ビットコインと株式市場の相関関係は、市場の成熟化と機関投資家の参入により、2020年以降に大きく変化しました。コロナショック以降、ビットコインはS&P500・ナスダック100との相関係数が上昇し、「リスクオン資産」としての特性を強めています。

ただし、この相関関係は固定的なものではなく、市場環境によって変動します。特定の局面では依然として独自の値動きを示すこともあります。ビットコインを投資対象として検討する際は、株式市場との相関パターンを理解したうえで、自身のリスク許容度に合った判断を行うことが大切です。

また、高いリターンポテンシャルの裏には、それを大きく上回るボラティリティとドローダウンリスクが存在することを常に念頭に置いてください。

よくある質問

Q1. ビットコインと株式の相関係数はどのくらいですか?

市場環境によって異なりますが、2020年以降は概ね0.3〜0.7程度の正の相関が観測されることが多くなっています。
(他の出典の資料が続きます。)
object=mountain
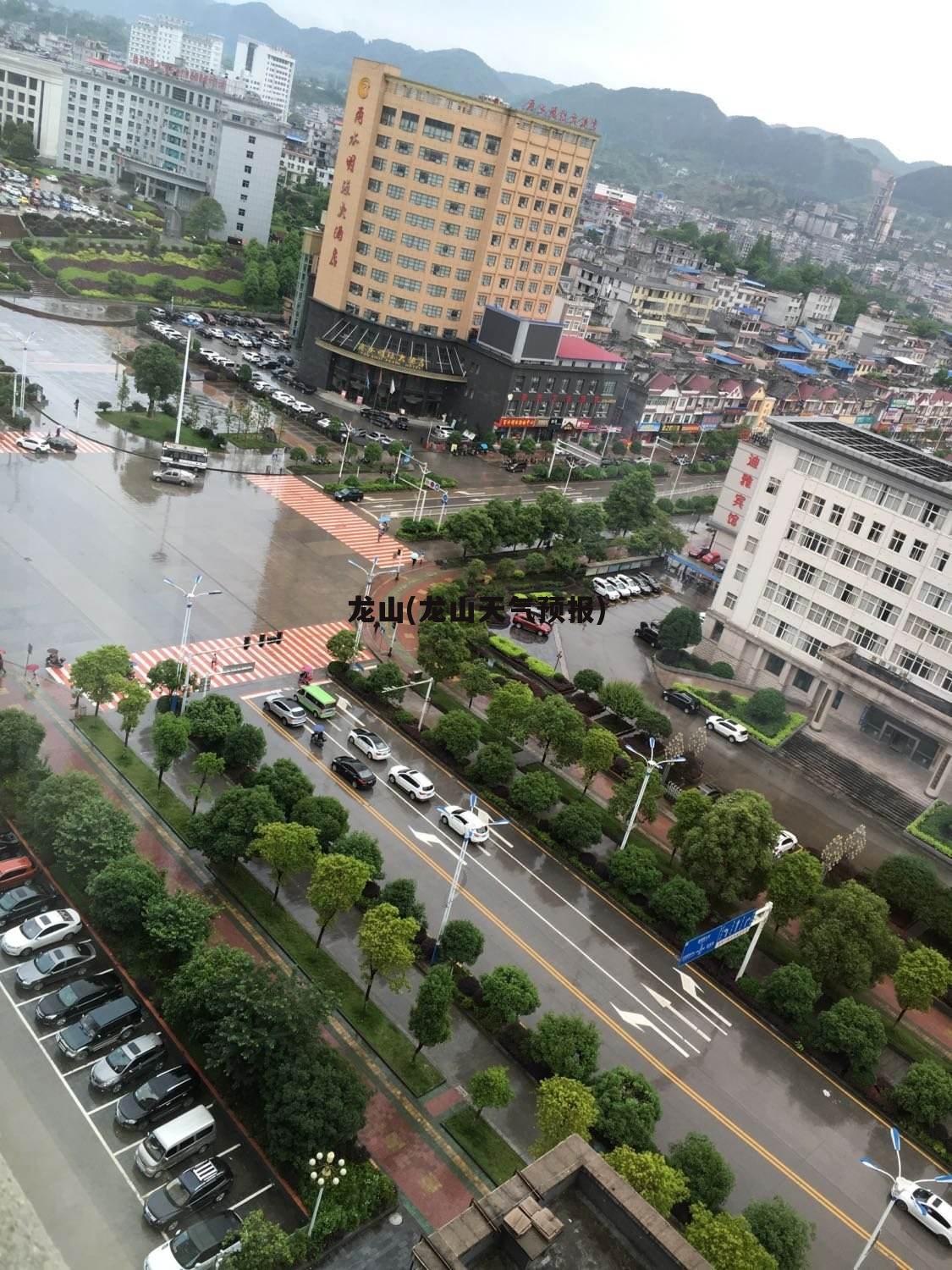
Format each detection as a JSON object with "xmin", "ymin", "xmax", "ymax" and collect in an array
[{"xmin": 56, "ymin": 0, "xmax": 934, "ymax": 202}]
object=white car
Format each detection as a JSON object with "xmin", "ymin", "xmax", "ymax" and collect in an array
[
  {"xmin": 773, "ymin": 830, "xmax": 800, "ymax": 860},
  {"xmin": 891, "ymin": 1178, "xmax": 952, "ymax": 1247},
  {"xmin": 592, "ymin": 578, "xmax": 622, "ymax": 599},
  {"xmin": 17, "ymin": 432, "xmax": 50, "ymax": 455},
  {"xmin": 0, "ymin": 908, "xmax": 83, "ymax": 957},
  {"xmin": 439, "ymin": 807, "xmax": 489, "ymax": 842},
  {"xmin": 705, "ymin": 715, "xmax": 749, "ymax": 746},
  {"xmin": 347, "ymin": 728, "xmax": 391, "ymax": 761},
  {"xmin": 388, "ymin": 764, "xmax": 437, "ymax": 803}
]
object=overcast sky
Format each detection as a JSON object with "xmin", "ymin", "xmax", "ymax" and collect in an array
[{"xmin": 257, "ymin": 0, "xmax": 952, "ymax": 163}]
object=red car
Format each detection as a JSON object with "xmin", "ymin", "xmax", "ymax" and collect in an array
[{"xmin": 513, "ymin": 614, "xmax": 553, "ymax": 635}]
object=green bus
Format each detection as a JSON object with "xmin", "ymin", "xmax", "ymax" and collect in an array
[{"xmin": 302, "ymin": 683, "xmax": 338, "ymax": 719}]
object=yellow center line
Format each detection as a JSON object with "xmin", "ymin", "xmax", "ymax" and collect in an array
[{"xmin": 245, "ymin": 698, "xmax": 913, "ymax": 1270}]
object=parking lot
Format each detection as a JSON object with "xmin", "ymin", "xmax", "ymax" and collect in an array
[{"xmin": 0, "ymin": 843, "xmax": 307, "ymax": 1270}]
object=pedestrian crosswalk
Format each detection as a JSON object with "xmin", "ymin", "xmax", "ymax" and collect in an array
[
  {"xmin": 47, "ymin": 622, "xmax": 371, "ymax": 710},
  {"xmin": 248, "ymin": 477, "xmax": 381, "ymax": 560},
  {"xmin": 0, "ymin": 428, "xmax": 109, "ymax": 455}
]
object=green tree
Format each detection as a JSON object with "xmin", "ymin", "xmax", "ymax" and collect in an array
[
  {"xmin": 685, "ymin": 1204, "xmax": 777, "ymax": 1270},
  {"xmin": 70, "ymin": 644, "xmax": 129, "ymax": 715},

リスクオン局面では相関が高まりやすく、リスクオフ局面では変化することがあります。

Q2. ビットコインは株式のヘッジになりますか?

現状では、株式市場が急落する局面でビットコインも同時に下落するケースが多く、伝統的な意味での「ヘッジ資産」としての役割は限定的と考えられています。ただし、特定の局面(法定通貨への信頼低下など)では独自の値動きを示すことがあります。

Q3. ポートフォリオにビットコインを何%組み入れるべきですか?

一般的に、過去データを用いた分析では1〜5%程度の組み入れがシャープレシオを改善するという研究結果があります。ただし、これは過去の実績に基づくものであり、将来のパフォーマンスを保証するものではありません。投資判断はご自身のリスク許容度と投資目標に基づいて行ってください。

※本記事は情報提供を目的としており、投資を推奨するものではありません。暗号資産への投資は元本割れのリスクがあります。投資判断はご自身の責任で行ってください。